Não se pretende renegar e muito menos desvalorizar seja quem seja; contudo, no mérito da criação artistica que tivemos nesta época - agora nem de perto, nem de longe temos algo parecido, sequer - não se pode descurar as motivações que estão na base da mesma criação. E nesta época que se analisa, claramente se pode afirmar que algumas dessas motivações são baseadas em falsidades/erros históricos/aproveitamentos bairristas. O resto será de fácil aferição: Basta ver quem tocava o quê, ontem e o que toca hoje e a prova dos nove está naturalmente feita: A vertente mais universal e logo, mais tunerilmente fiel aos preceitos históricos vingou, claramente. A vertente M.P.P.T. ficou relegada para 2º plano na sua intenção primeira, que seria impor esse modelo á tuna nacional no seu todo como sendo o único modelo a seguir para nos, pretensamente, distinguirmos dos espanhóis. Nada de mais falso por absurdo e até desnecessário; Hoje, está claro.


Ainda nesta fase concreta em apreço começamos a assistir ao advento de fenómenos que, após 1995, se mostraram mais agressivos e que são, quanto a mim, resultado directo de uma terrível insatisfação estético/musical que pressupôs a procura incessante de alternativas musicais face às congéneres, por força do apelo festivaleiro/competitivo. Se nos trouxe tal desiderato muito de bom, seguramente, também nos legou o pernicioso efeito que se resume a uma ultrapassagem do paradigma Tuna feito de forma descarada e com apenas um objectivo, a premiação; Se assim não tivesse sido, essas ultrapassagens já há muito que teriam feito efectivamente escola e deixando legado forte, duradouro e eficazmente real. Ora, tal não sucede, deixando esses fenómenos no patamar que realmente ocupam: modas temporalmente definíveis e balizadas que, como tal, desaparecem como aparecem.

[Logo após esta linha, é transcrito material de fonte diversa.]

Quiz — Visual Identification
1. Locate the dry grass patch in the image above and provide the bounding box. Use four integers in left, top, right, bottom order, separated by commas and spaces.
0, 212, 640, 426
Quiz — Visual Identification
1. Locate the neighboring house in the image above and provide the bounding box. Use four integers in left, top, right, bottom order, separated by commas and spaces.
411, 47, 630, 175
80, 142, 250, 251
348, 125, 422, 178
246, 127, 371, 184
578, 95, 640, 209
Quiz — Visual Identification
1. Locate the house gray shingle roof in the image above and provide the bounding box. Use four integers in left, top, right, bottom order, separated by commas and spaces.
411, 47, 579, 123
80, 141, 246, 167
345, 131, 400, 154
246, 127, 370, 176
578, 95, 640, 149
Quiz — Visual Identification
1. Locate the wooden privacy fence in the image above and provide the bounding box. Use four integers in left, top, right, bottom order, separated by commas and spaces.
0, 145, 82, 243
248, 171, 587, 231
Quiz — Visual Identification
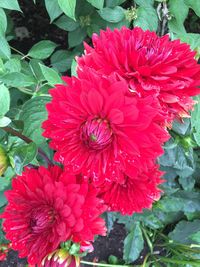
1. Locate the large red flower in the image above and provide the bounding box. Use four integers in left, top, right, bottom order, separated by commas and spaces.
99, 162, 163, 215
1, 166, 105, 264
43, 68, 169, 186
78, 27, 200, 119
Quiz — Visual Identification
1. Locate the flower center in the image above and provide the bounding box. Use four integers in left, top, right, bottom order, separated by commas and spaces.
80, 119, 113, 150
30, 206, 55, 233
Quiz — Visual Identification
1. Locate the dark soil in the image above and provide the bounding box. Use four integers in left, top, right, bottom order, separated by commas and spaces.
85, 223, 126, 262
0, 223, 126, 267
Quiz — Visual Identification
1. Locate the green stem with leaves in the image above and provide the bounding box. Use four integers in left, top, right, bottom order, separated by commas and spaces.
1, 127, 53, 165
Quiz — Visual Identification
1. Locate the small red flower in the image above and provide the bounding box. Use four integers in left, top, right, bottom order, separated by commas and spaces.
99, 162, 163, 215
43, 68, 169, 183
78, 27, 200, 119
1, 166, 106, 264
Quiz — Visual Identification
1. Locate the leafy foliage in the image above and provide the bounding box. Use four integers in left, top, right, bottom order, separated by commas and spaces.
0, 0, 200, 267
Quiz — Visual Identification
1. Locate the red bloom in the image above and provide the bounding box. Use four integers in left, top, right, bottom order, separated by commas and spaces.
43, 68, 169, 185
99, 163, 163, 215
78, 27, 200, 118
1, 166, 105, 264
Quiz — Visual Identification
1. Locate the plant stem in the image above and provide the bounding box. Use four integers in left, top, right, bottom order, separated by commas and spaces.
81, 261, 133, 267
1, 127, 53, 165
141, 226, 153, 254
159, 256, 200, 267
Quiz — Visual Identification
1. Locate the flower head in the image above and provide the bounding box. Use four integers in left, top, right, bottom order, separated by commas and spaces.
43, 68, 169, 183
78, 27, 200, 120
99, 162, 163, 215
1, 166, 105, 264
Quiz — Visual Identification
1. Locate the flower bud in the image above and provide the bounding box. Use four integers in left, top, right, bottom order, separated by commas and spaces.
40, 248, 80, 267
0, 146, 9, 176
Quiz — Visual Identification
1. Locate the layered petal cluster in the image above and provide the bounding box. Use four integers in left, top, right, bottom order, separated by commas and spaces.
43, 68, 169, 184
78, 27, 200, 121
99, 162, 163, 215
1, 166, 106, 264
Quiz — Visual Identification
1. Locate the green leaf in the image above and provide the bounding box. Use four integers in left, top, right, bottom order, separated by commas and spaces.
0, 117, 11, 127
29, 59, 45, 81
159, 141, 195, 177
54, 15, 79, 32
123, 223, 144, 263
58, 0, 76, 20
10, 142, 37, 175
87, 0, 104, 9
0, 0, 21, 11
157, 191, 200, 213
0, 36, 11, 59
0, 84, 10, 117
39, 64, 63, 86
106, 0, 126, 7
28, 40, 57, 59
19, 96, 51, 145
0, 8, 7, 35
4, 58, 21, 72
190, 230, 200, 244
1, 72, 35, 87
184, 0, 200, 17
169, 220, 200, 245
135, 0, 154, 6
172, 118, 190, 135
68, 27, 87, 48
71, 59, 77, 76
168, 0, 189, 33
177, 33, 200, 50
45, 0, 62, 22
98, 6, 124, 23
51, 50, 76, 72
191, 96, 200, 146
134, 6, 158, 31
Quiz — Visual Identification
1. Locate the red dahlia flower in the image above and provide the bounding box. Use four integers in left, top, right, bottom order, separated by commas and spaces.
99, 163, 163, 215
43, 68, 169, 185
78, 27, 200, 118
1, 166, 105, 264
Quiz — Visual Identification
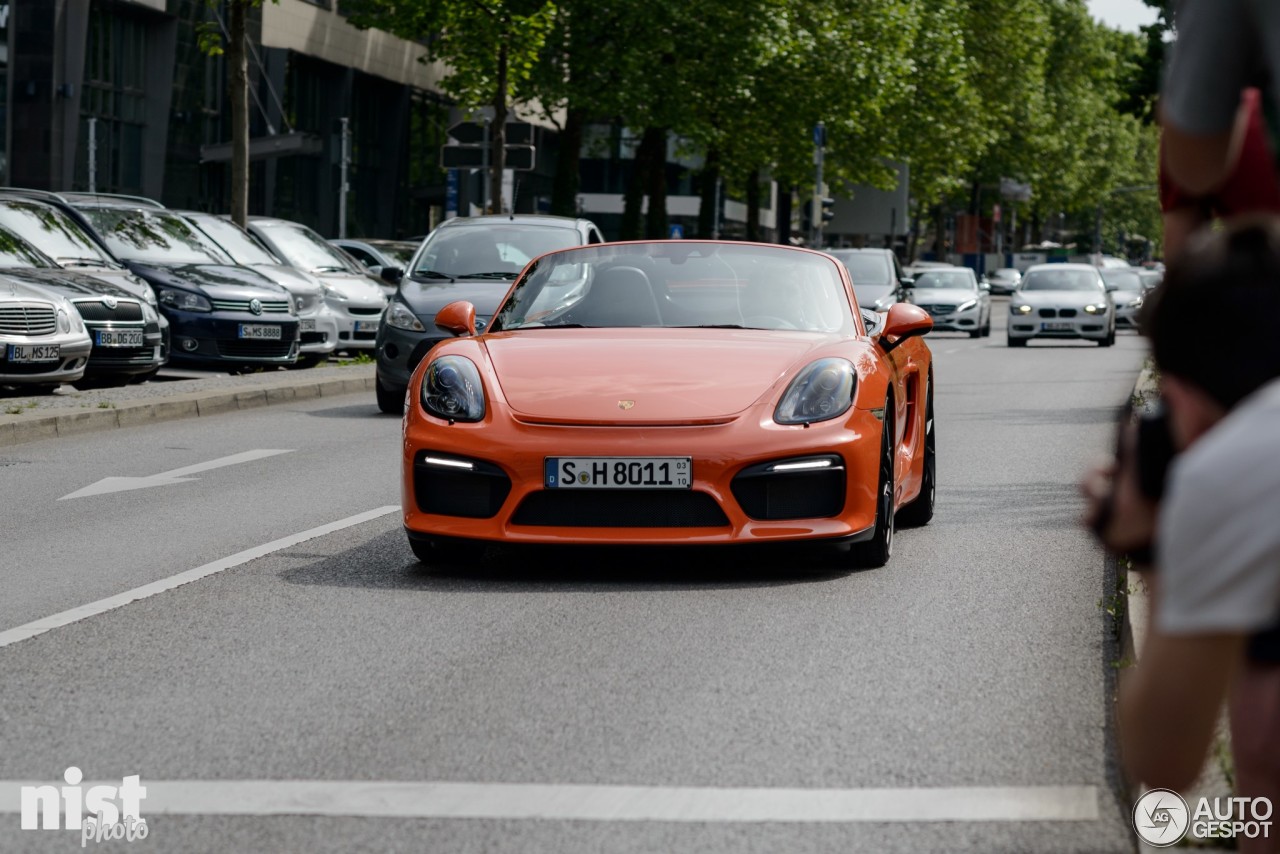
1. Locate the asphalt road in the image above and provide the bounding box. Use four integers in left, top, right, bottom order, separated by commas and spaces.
0, 300, 1143, 853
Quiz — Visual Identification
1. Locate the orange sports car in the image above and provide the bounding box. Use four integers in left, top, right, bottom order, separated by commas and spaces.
402, 241, 934, 566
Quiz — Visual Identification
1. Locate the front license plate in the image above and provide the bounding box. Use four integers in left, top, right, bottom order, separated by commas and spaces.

Não é possível - dada a proximidade temporal - aferir da verdadeira, real e efectiva importância deste período entre 1985-1995. O que se pode, claramente dizer é que foram dez anos onde cada seis meses valeram por uma década no que toca à sua intensidade, vivência, produção e processo de "tentativa»erro»tentativa»", condensando toda a vivência dos universitários de então a ponto de nem sequer se permitirem, hoje, qualquer um deles, tunos de então inclusive, a um simples exercício: admitir que antes havia tunas em Portugal e o que se viveu foi tão pejado de erros quão vivido anacronicamente. É hoje facilmente comprovável que o período do "boom" foi tão único quão fantasioso. Terminou tal viagem a Nárnia com o "Effe-Erre-Yá", sintomaticamente: Nada voltou a ser como foi, para o bem e para o mal.


Por essa mesma razão se explica a imensa dificuldade em se dizer aos Tunos de hoje que, afinal, o Pai Natal não existe. Carece de mais abertura de espirito critico que, manifestamente, não existe. A começar pelos tunos de então, que fará os de hoje. Não, Tuna nada tem a ver com a Praxe; apenas um dia se cruzaram, algures. Coincidências, não factos.